The wood from the trees is crushed and either broken down mechanically or chemically. The mechanical process tends to leave in chemicals like lignin, which can cause some papers to brown in the sunlight (newsprint paper, for example), so paper mills producing standard printing paper generally prefer the chemical method.
Pulp Friction
Once the wood has been broken down chemically, a pulp is formed. This pulp is dried and sent to a paper mill, where it will be re-wetted, re-pulped and then pressed into a sheet with additives like kaolin clay to smoothen it out.
Globally, 421.88 million metric tonnes of paper were consumed in 2018, 58% of which was recycled. More than half of this paper is consumed in China (106 million tonnes), the USA (71 million tonnes), and Japan (27 million tonnes), with a further quarter in Europe (92 million tonnes). Used paper is usually collected and sorted by a local waste management company, whose machines can normally detect the quality of the paper, ensuring it’s then recycled into the best-suited grade. “You don’t recycle the sheet of paper,” explains Simon Weston, director of raw materials at the UK Confederation of Paper Industries (CPI), “You recycle the fibres within the sheet.” This is why shredded paper, for example, can render the fibres too weak to be recycled.
58%
Is the percentage of all paper consumed worldwide that is recycled
Bottom end
According to Weston, “traditional wisdom within the industry is that you can circulate fibres from a sheet seven times in the process before they are so beat up, they can no longer be used”. The recycling process consists of sorting the paper, subjecting it to a mixture of chemicals and water, heating the recycled pulp, centrifuging and screening it to remove impurities, de-inking the paper with more chemicals, spraying the pulp onto a wire screen and then squeezing it through heated rollers once the pulp has dried.
“This is how recycled printing paper is made.

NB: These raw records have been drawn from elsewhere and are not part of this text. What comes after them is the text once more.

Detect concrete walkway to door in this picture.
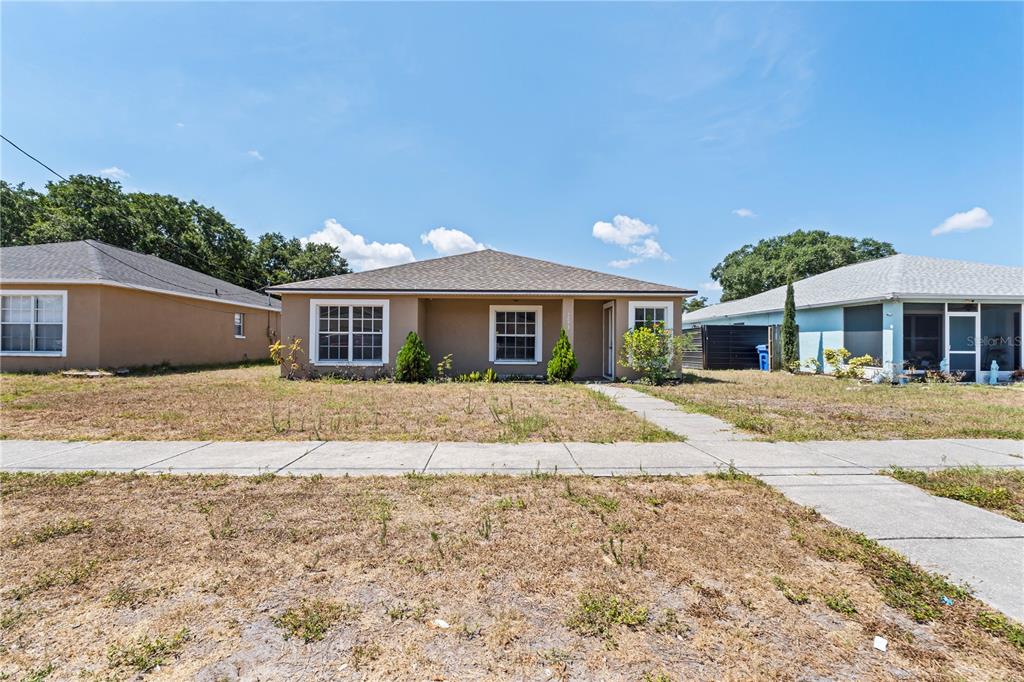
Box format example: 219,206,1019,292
591,384,1024,623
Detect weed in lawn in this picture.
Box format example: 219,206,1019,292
0,608,26,632
824,590,857,615
373,497,394,547
273,599,359,644
771,576,811,606
640,671,672,682
654,608,689,638
565,594,647,645
351,642,384,670
104,581,153,608
24,664,56,682
708,460,763,485
106,628,191,673
977,611,1024,651
601,537,647,569
476,510,490,540
32,517,92,543
495,497,526,511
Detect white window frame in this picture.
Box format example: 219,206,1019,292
0,289,68,357
309,298,391,367
627,301,676,332
487,305,544,365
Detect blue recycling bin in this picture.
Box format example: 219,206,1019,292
756,343,771,372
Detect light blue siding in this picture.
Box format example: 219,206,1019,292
683,302,888,372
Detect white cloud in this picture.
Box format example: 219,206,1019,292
302,218,416,270
932,206,993,237
591,215,672,267
420,227,487,256
592,215,657,247
99,166,129,180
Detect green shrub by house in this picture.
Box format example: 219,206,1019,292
394,332,431,382
548,329,580,382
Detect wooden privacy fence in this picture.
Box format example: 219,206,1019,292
681,325,782,370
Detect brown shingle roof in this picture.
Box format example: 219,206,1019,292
268,249,696,296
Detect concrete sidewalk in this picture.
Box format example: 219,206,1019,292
0,436,1024,622
0,440,1024,473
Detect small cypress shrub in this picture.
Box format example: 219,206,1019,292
548,329,580,382
394,332,431,382
782,282,800,372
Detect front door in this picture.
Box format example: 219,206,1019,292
601,303,615,379
946,312,981,381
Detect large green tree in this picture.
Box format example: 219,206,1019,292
0,175,350,289
711,229,896,301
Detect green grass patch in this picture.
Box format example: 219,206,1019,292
565,594,648,641
273,599,358,644
106,628,191,673
887,466,1024,522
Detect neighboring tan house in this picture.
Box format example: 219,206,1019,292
0,240,281,372
683,254,1024,381
268,249,696,378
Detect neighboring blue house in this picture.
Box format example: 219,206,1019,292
683,254,1024,381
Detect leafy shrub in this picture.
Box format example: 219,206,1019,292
437,353,452,381
824,348,874,379
548,329,580,382
618,325,685,385
394,332,430,383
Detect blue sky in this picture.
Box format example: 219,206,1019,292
0,2,1024,299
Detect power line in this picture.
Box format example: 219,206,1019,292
0,135,68,182
0,134,269,293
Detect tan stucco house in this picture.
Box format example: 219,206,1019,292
268,249,696,378
0,240,281,372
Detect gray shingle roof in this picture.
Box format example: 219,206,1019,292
683,254,1024,322
0,240,281,309
269,249,695,296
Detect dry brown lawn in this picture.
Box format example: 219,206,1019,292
0,366,678,442
0,473,1024,681
635,370,1024,440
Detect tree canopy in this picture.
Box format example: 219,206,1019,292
0,175,351,289
711,229,896,302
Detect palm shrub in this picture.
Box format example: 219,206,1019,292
394,332,431,382
782,282,800,371
548,329,580,382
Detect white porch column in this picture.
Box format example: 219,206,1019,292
882,301,903,377
562,298,575,348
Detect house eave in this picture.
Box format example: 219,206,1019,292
266,287,697,298
0,279,281,312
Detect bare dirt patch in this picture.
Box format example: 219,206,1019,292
0,366,678,442
0,474,1024,680
634,370,1024,440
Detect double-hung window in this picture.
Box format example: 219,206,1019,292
309,299,388,365
630,301,673,330
0,291,68,356
489,305,543,365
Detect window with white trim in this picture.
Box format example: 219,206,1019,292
312,301,387,365
490,305,543,365
0,292,67,355
633,305,669,329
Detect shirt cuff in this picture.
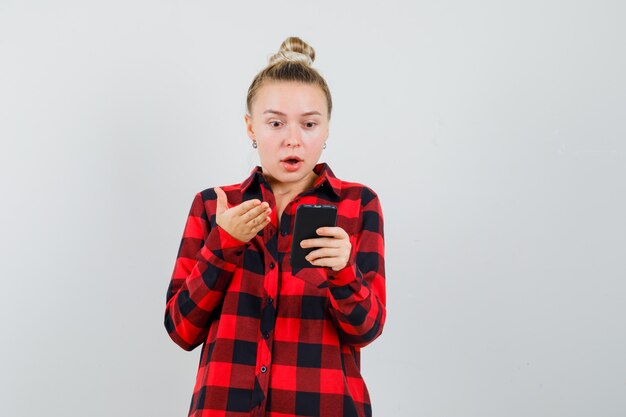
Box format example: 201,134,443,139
327,263,356,287
201,225,249,264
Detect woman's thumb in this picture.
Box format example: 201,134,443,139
215,187,228,214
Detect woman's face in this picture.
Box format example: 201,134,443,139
245,82,329,188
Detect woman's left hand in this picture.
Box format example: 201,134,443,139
300,227,352,271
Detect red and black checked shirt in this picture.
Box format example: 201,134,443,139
165,163,386,417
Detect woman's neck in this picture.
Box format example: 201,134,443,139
265,171,318,198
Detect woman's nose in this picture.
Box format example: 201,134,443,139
286,126,302,147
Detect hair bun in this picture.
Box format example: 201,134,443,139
269,36,315,66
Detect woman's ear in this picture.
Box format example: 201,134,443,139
243,113,256,141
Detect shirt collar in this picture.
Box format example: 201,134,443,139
241,162,341,197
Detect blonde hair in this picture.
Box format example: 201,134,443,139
246,36,333,120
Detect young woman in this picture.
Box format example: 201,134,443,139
165,37,386,417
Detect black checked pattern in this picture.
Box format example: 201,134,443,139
164,163,386,417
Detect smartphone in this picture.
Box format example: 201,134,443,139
289,204,337,269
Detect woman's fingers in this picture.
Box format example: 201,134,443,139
244,207,271,227
300,237,342,248
306,248,341,262
237,198,262,216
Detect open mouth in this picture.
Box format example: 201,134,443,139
280,156,302,172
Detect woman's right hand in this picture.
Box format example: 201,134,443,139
215,187,272,242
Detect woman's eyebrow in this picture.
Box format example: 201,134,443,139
263,109,322,116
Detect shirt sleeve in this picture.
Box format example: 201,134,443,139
164,193,247,351
328,188,386,347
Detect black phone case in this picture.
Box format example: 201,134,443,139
289,204,337,269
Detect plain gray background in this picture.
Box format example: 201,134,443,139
0,0,626,417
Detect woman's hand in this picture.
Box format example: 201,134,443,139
300,227,352,271
215,187,272,242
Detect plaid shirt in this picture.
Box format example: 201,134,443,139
165,163,386,417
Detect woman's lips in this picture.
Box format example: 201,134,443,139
280,159,303,172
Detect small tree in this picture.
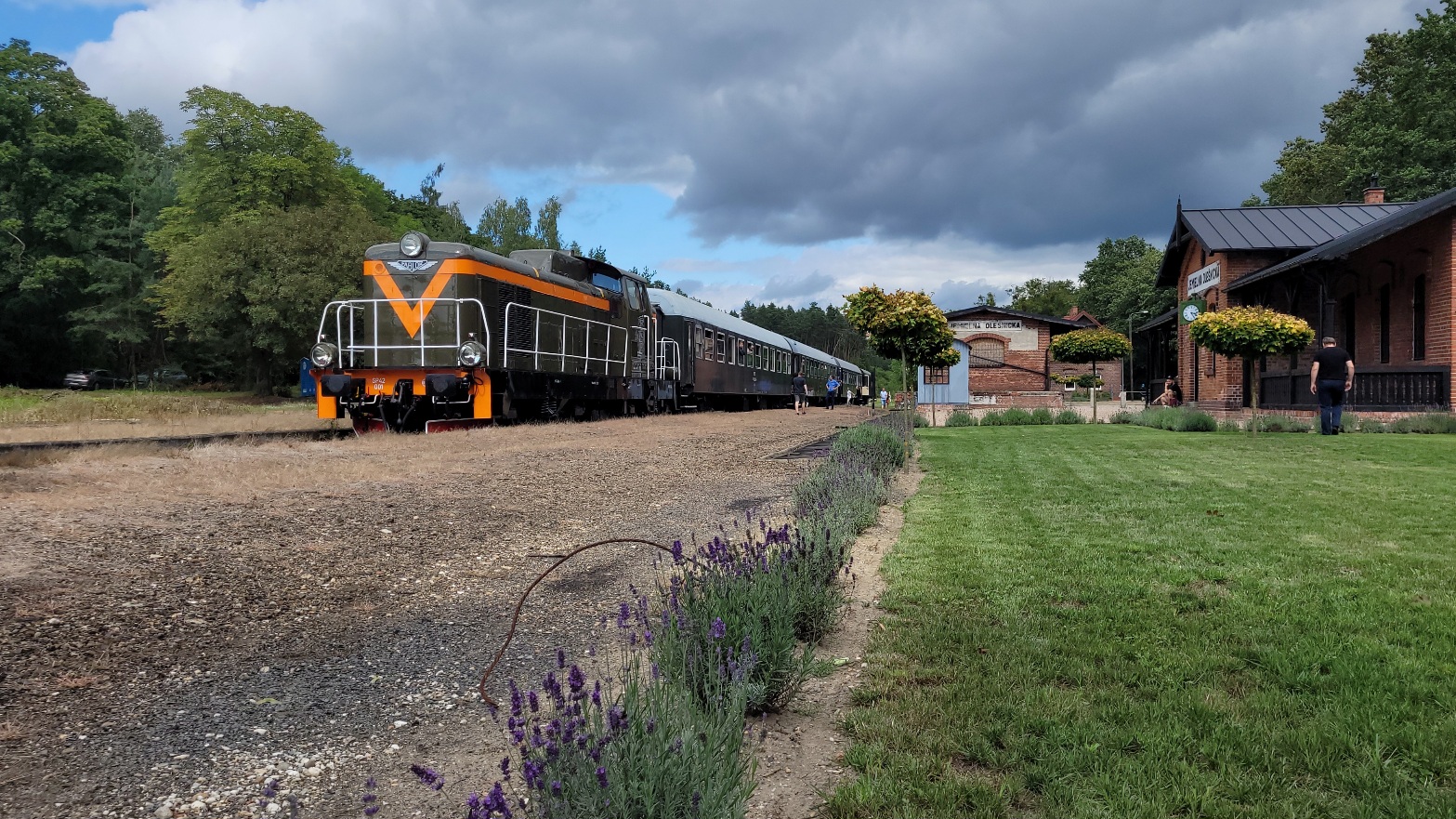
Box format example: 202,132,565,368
845,285,961,392
1188,308,1315,434
1050,328,1133,421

However, new virgin fibre needs to come into the process because over time, reused fibre gets too short to offer structural strength to the sheet of paper,” Weston explains. This is why there is no “closed recycling loop” when it comes to paper. Fibres become shorter, coarser and stiffer with each step, so paper must be mixed with virgin fibres to maintain its quality.

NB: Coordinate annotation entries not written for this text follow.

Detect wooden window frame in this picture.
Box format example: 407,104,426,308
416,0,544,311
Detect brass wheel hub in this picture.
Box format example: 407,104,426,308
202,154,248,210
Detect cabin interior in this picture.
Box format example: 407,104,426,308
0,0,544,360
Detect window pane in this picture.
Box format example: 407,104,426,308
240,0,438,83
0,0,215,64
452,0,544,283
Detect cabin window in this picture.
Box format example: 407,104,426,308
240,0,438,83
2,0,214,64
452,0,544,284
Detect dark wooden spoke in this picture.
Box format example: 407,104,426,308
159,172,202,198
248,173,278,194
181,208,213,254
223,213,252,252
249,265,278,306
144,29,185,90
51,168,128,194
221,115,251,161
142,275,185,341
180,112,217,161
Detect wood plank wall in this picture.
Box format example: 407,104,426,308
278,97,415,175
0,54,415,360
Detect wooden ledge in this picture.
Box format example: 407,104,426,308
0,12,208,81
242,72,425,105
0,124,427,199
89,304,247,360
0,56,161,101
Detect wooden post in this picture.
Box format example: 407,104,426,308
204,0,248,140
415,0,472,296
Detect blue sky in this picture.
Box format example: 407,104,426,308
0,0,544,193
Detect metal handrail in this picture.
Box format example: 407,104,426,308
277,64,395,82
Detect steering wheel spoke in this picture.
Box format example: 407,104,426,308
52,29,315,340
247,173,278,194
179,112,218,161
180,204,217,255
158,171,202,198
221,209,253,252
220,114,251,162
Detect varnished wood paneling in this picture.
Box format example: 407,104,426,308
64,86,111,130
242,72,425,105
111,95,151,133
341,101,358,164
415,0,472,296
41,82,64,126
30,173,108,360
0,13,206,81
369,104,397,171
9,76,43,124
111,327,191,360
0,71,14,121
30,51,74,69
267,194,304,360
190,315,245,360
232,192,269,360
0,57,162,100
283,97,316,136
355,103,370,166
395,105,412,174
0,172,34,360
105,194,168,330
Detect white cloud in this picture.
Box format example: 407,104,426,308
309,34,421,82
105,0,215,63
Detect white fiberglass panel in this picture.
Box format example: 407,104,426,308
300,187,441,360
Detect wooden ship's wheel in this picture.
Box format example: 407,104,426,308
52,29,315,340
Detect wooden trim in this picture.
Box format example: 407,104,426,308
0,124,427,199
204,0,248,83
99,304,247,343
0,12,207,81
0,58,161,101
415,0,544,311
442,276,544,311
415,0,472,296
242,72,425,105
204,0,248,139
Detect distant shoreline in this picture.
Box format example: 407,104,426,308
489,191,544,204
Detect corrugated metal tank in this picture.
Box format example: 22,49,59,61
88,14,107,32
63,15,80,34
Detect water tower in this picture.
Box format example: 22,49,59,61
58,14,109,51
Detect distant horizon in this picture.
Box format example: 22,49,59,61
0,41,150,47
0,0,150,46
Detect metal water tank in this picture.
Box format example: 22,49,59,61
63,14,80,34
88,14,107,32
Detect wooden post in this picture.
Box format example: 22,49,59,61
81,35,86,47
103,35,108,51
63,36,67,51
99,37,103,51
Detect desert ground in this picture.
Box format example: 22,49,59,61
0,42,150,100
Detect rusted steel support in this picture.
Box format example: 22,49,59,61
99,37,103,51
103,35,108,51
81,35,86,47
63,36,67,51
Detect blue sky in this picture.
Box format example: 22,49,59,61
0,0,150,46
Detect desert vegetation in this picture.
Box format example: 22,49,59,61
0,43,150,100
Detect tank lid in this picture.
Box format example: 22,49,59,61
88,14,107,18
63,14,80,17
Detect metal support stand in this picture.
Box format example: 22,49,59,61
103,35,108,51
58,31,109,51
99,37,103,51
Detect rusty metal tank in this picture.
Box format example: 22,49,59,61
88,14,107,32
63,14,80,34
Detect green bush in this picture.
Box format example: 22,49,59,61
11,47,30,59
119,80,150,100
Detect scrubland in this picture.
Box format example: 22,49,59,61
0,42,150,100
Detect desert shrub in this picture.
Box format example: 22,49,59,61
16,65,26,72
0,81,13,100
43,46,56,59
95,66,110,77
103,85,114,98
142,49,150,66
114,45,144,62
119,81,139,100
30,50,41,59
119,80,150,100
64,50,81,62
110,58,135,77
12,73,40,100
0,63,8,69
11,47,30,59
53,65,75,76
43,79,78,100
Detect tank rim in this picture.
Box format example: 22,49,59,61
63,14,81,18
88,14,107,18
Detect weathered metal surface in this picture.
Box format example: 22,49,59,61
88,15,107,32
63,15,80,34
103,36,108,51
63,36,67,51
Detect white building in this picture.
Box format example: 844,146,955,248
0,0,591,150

“You can circulate fibres from a sheet seven times in the process before they are so beat up, they can no longer be used.”
Europe is ahead when it comes to reusing paper fibres. On average, fibres are used 3.6 times throughout the continent compared to 2.4 times globally. Most paper recycling is outsourced to other countries, with India being the first export destination for recycling European paper.
If a sheet of paper can no longer be repurposed into a vintage, recycled sheet of paper, it can be made into a myriad of products. Depending on the fibres, a sheet of paper can turn into masking tape, bandages, hospital gowns, animal bedding and finally — at the end-stop of the recycling process — loo paper.